Seattle Times : British police now say death of ‘spy in a bag’ accidental

Wednesday, November 13, 2013

British police now say death of ‘spy in a bag’ accidental

More than three years after the naked, decomposing body of British spy Gareth Williams was discovered stuffed inside a locked gym bag at the bottom of his bathtub, the mystery over his bizarre death lingers, and a police investigation has done little to clear it up.

Los Angeles Times and The New York Times | November 13, 2013

LONDON — Scotland Yard on Wednesday reversed a coroner’s finding of foul play in the 2010 death of British spy Gareth Williams, concluding that an accident was likely responsible for the death of the code-breaker whose naked, decomposing body was found stuffed inside a zipped and padlocked gym bag.

London Metropolitan Police investigators had undertaken a review of evidence in the case 16 months ago, after initial restrictions on homicide detectives’ access to details of Williams’ intelligence work were lifted by the British secret service, MI6.

Deputy Assistant Commissioner Martin Hewitt told journalists in London that investigators only had access to Williams’ work files and colleagues after the coroner’s conclusion in April 2012 that his death was likely “criminally mediated.”

“On balance, it is a more probable conclusion that there was no other person present when Gareth died,” Hewitt said, according to the Daily Telegraph.

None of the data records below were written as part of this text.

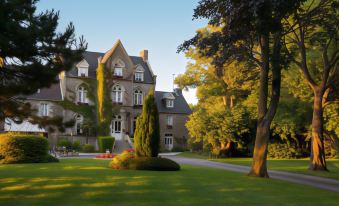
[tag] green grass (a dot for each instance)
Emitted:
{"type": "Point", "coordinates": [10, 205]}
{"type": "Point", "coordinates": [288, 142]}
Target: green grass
{"type": "Point", "coordinates": [297, 166]}
{"type": "Point", "coordinates": [90, 182]}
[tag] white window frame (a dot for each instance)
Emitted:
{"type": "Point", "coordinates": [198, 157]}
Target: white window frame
{"type": "Point", "coordinates": [118, 71]}
{"type": "Point", "coordinates": [139, 76]}
{"type": "Point", "coordinates": [44, 109]}
{"type": "Point", "coordinates": [170, 103]}
{"type": "Point", "coordinates": [138, 97]}
{"type": "Point", "coordinates": [117, 94]}
{"type": "Point", "coordinates": [82, 95]}
{"type": "Point", "coordinates": [169, 120]}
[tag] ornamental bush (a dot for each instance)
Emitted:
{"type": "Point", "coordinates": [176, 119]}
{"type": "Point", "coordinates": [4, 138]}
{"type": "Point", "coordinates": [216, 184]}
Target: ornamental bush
{"type": "Point", "coordinates": [282, 151]}
{"type": "Point", "coordinates": [105, 142]}
{"type": "Point", "coordinates": [129, 161]}
{"type": "Point", "coordinates": [88, 148]}
{"type": "Point", "coordinates": [147, 132]}
{"type": "Point", "coordinates": [21, 148]}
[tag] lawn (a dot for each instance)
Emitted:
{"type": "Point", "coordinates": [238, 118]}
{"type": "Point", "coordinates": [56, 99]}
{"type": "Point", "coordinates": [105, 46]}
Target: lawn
{"type": "Point", "coordinates": [90, 182]}
{"type": "Point", "coordinates": [297, 165]}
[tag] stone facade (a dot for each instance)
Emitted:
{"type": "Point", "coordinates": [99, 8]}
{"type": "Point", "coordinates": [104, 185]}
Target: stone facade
{"type": "Point", "coordinates": [132, 80]}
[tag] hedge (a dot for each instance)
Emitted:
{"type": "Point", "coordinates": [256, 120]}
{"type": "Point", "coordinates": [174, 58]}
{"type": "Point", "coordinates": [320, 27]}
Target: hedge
{"type": "Point", "coordinates": [105, 142]}
{"type": "Point", "coordinates": [128, 161]}
{"type": "Point", "coordinates": [88, 148]}
{"type": "Point", "coordinates": [21, 148]}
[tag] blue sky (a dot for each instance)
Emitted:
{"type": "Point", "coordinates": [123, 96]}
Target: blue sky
{"type": "Point", "coordinates": [157, 25]}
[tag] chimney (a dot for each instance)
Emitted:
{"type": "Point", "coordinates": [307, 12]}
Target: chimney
{"type": "Point", "coordinates": [144, 54]}
{"type": "Point", "coordinates": [178, 91]}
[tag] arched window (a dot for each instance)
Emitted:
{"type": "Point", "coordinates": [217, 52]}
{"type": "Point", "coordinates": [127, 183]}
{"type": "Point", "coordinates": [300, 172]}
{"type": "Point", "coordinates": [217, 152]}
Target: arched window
{"type": "Point", "coordinates": [138, 96]}
{"type": "Point", "coordinates": [117, 94]}
{"type": "Point", "coordinates": [78, 124]}
{"type": "Point", "coordinates": [82, 95]}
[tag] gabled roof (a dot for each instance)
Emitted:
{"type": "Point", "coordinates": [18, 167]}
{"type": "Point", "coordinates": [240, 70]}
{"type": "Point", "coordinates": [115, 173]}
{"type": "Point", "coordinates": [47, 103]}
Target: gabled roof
{"type": "Point", "coordinates": [180, 104]}
{"type": "Point", "coordinates": [92, 60]}
{"type": "Point", "coordinates": [52, 93]}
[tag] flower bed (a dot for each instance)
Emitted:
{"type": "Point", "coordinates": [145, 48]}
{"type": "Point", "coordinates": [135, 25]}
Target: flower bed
{"type": "Point", "coordinates": [105, 156]}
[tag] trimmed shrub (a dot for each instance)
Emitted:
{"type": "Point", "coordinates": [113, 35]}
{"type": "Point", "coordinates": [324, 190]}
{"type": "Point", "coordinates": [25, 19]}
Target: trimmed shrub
{"type": "Point", "coordinates": [65, 143]}
{"type": "Point", "coordinates": [21, 148]}
{"type": "Point", "coordinates": [129, 161]}
{"type": "Point", "coordinates": [76, 145]}
{"type": "Point", "coordinates": [51, 158]}
{"type": "Point", "coordinates": [153, 163]}
{"type": "Point", "coordinates": [282, 151]}
{"type": "Point", "coordinates": [147, 132]}
{"type": "Point", "coordinates": [88, 148]}
{"type": "Point", "coordinates": [105, 142]}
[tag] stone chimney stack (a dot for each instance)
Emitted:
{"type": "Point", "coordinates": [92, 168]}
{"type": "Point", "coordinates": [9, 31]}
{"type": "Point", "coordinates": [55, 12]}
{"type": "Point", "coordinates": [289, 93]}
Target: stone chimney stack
{"type": "Point", "coordinates": [144, 54]}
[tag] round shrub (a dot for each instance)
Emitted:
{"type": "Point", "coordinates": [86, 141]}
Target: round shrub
{"type": "Point", "coordinates": [20, 148]}
{"type": "Point", "coordinates": [153, 163]}
{"type": "Point", "coordinates": [128, 161]}
{"type": "Point", "coordinates": [105, 142]}
{"type": "Point", "coordinates": [51, 158]}
{"type": "Point", "coordinates": [88, 148]}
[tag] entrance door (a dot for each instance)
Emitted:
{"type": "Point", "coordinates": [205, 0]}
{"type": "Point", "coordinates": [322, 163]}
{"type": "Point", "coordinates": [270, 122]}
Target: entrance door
{"type": "Point", "coordinates": [116, 127]}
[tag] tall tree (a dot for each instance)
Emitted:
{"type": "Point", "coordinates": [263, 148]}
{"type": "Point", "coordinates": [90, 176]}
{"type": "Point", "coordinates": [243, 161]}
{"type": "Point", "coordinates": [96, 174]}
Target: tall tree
{"type": "Point", "coordinates": [313, 47]}
{"type": "Point", "coordinates": [252, 32]}
{"type": "Point", "coordinates": [32, 54]}
{"type": "Point", "coordinates": [147, 132]}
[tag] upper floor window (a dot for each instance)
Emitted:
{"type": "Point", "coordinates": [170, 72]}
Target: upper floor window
{"type": "Point", "coordinates": [82, 95]}
{"type": "Point", "coordinates": [118, 71]}
{"type": "Point", "coordinates": [44, 109]}
{"type": "Point", "coordinates": [170, 120]}
{"type": "Point", "coordinates": [117, 94]}
{"type": "Point", "coordinates": [139, 76]}
{"type": "Point", "coordinates": [138, 97]}
{"type": "Point", "coordinates": [170, 103]}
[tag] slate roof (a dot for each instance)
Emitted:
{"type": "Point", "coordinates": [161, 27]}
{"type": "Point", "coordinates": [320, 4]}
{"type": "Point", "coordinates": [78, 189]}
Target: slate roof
{"type": "Point", "coordinates": [92, 60]}
{"type": "Point", "coordinates": [180, 104]}
{"type": "Point", "coordinates": [50, 94]}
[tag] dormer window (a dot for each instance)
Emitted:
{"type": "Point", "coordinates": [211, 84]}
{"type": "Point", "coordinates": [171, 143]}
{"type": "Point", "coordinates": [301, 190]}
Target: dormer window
{"type": "Point", "coordinates": [82, 68]}
{"type": "Point", "coordinates": [118, 71]}
{"type": "Point", "coordinates": [169, 103]}
{"type": "Point", "coordinates": [139, 76]}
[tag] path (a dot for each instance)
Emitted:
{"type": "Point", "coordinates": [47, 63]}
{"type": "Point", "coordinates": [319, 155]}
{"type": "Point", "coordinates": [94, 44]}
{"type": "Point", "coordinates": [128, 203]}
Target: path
{"type": "Point", "coordinates": [318, 182]}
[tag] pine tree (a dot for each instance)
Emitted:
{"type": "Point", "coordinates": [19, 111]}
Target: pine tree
{"type": "Point", "coordinates": [32, 54]}
{"type": "Point", "coordinates": [147, 133]}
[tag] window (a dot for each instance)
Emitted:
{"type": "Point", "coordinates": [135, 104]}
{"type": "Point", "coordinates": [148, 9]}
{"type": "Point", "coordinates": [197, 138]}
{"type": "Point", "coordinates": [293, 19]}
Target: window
{"type": "Point", "coordinates": [169, 103]}
{"type": "Point", "coordinates": [44, 109]}
{"type": "Point", "coordinates": [168, 139]}
{"type": "Point", "coordinates": [170, 121]}
{"type": "Point", "coordinates": [139, 76]}
{"type": "Point", "coordinates": [138, 97]}
{"type": "Point", "coordinates": [82, 95]}
{"type": "Point", "coordinates": [82, 72]}
{"type": "Point", "coordinates": [78, 124]}
{"type": "Point", "coordinates": [118, 71]}
{"type": "Point", "coordinates": [117, 94]}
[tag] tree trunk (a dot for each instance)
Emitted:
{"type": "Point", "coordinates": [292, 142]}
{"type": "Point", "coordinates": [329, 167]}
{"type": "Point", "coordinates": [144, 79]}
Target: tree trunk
{"type": "Point", "coordinates": [259, 164]}
{"type": "Point", "coordinates": [318, 161]}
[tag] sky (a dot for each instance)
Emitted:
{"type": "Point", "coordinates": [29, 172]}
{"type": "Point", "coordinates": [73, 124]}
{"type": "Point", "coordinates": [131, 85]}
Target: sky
{"type": "Point", "coordinates": [159, 26]}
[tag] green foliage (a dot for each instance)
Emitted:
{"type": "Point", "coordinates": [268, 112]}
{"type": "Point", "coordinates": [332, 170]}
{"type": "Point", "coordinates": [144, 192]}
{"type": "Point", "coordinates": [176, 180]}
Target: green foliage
{"type": "Point", "coordinates": [147, 133]}
{"type": "Point", "coordinates": [282, 151]}
{"type": "Point", "coordinates": [51, 158]}
{"type": "Point", "coordinates": [88, 148]}
{"type": "Point", "coordinates": [129, 161]}
{"type": "Point", "coordinates": [105, 142]}
{"type": "Point", "coordinates": [23, 47]}
{"type": "Point", "coordinates": [21, 148]}
{"type": "Point", "coordinates": [153, 163]}
{"type": "Point", "coordinates": [121, 161]}
{"type": "Point", "coordinates": [104, 105]}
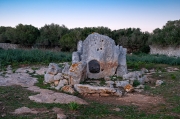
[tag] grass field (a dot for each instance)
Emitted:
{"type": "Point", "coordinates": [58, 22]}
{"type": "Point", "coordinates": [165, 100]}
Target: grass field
{"type": "Point", "coordinates": [18, 56]}
{"type": "Point", "coordinates": [13, 97]}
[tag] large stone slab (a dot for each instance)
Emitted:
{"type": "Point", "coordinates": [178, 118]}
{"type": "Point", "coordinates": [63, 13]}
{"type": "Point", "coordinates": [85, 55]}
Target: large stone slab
{"type": "Point", "coordinates": [77, 73]}
{"type": "Point", "coordinates": [102, 49]}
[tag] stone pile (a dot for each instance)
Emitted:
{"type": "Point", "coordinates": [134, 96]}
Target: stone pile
{"type": "Point", "coordinates": [97, 57]}
{"type": "Point", "coordinates": [58, 77]}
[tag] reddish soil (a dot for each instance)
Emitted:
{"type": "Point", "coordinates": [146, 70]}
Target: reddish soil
{"type": "Point", "coordinates": [144, 102]}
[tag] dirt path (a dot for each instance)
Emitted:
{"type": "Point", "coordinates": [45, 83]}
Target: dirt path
{"type": "Point", "coordinates": [144, 102]}
{"type": "Point", "coordinates": [21, 77]}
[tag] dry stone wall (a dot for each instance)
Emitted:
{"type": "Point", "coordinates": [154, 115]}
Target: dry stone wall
{"type": "Point", "coordinates": [169, 51]}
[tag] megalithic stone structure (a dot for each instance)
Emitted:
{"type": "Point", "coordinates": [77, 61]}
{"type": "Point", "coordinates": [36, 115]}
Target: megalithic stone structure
{"type": "Point", "coordinates": [101, 57]}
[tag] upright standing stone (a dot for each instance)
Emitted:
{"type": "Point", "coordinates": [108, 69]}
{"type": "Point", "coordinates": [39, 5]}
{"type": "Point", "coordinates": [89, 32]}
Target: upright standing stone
{"type": "Point", "coordinates": [102, 57]}
{"type": "Point", "coordinates": [122, 68]}
{"type": "Point", "coordinates": [77, 73]}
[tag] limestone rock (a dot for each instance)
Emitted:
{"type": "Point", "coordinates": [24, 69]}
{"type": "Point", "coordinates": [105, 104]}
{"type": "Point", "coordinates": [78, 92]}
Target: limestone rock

The body of the then-31-year-old intelligence operative, who at the time of his August 2010 death was on temporary duty in London from his listening post in Cheltenham, was found in the empty bathtub of his apartment after he failed to show up for work for a week.

His naked body was curled in a fetal position inside a sports bag in an otherwise empty bathtub. In a twist worthy of a spy movie, the bag was padlocked, but the keys to the lock were inside the bag, beneath the decomposing body.

Williams had evidently led a very private existence, with few close friends. But with its tantalizing glimpse into the secretive world of espionage, the “spy in a bag” case drew intense interest from the news media, which speculated that Williams might have been assassinated, or might have died as an accidental consequence of an interest in escapology or bondage.

Hewitt conceded that uncertainties remain and that a definitive ruling on Williams’ cause of death may never be reached.

The revised assessment immediately prompted speculation that authorities were attempting to obscure some embarrassing or sensitive issue in the death.

The BBC quoted its internal-affairs correspondent as saying the findings that Williams was likely alone when he died as a result of an accident “were likely to fuel theories of a successful cover up by the intelligence agencies.”

The Daily Mirror’s website posted “10 questions which are still unanswered more than three years after Gareth’s death.” The mysteries cited included why Williams’ MI6 colleagues failed to inquire about his absence from work for a week, how the door to his apartment came to be locked from the outside after his death, whether the heat was turned on in the apartment to accelerate the body’s decomposition and preclude certain forensics tests, and why there were no fingerprints found on the bathtub.

Sky News reported that two contortion experts working on the earlier inquest tried 400 times to lock themselves into a similar bag and failed. Shortly after the earlier probe ended, though, an army sergeant was able to demonstrate that it was possible to zip oneself into such a bag from the inside in the cramped position in which Williams’ body was found, Sky reported.

Although the police did not themselves demonstrate that it was possible for a person to lock himself inside a bag, Hewitt said, they saw video footage of this being done.

Why Williams would have done so was not clear. The 2012 coroner’s inquest heard evidence that he had visited websites dedicated to bondage and “claustrophilia,” which involves seeking sexual thrills from being shut in enclosed spaces.

Williams’ family said in a statement Wednesday that they stood by the coroner’s findings — that he was probably the victim of an unlawful killing — rather than those of the police.

“We are naturally disappointed that it is still not possible to state with certainty how Gareth died, and the fact that the circumstances of his death are still unknown adds to our grief,” the family said. “We consider that, on the basis of the facts at present known, the coroner’s verdict accurately reflects the circumstances of Gareth’s death.”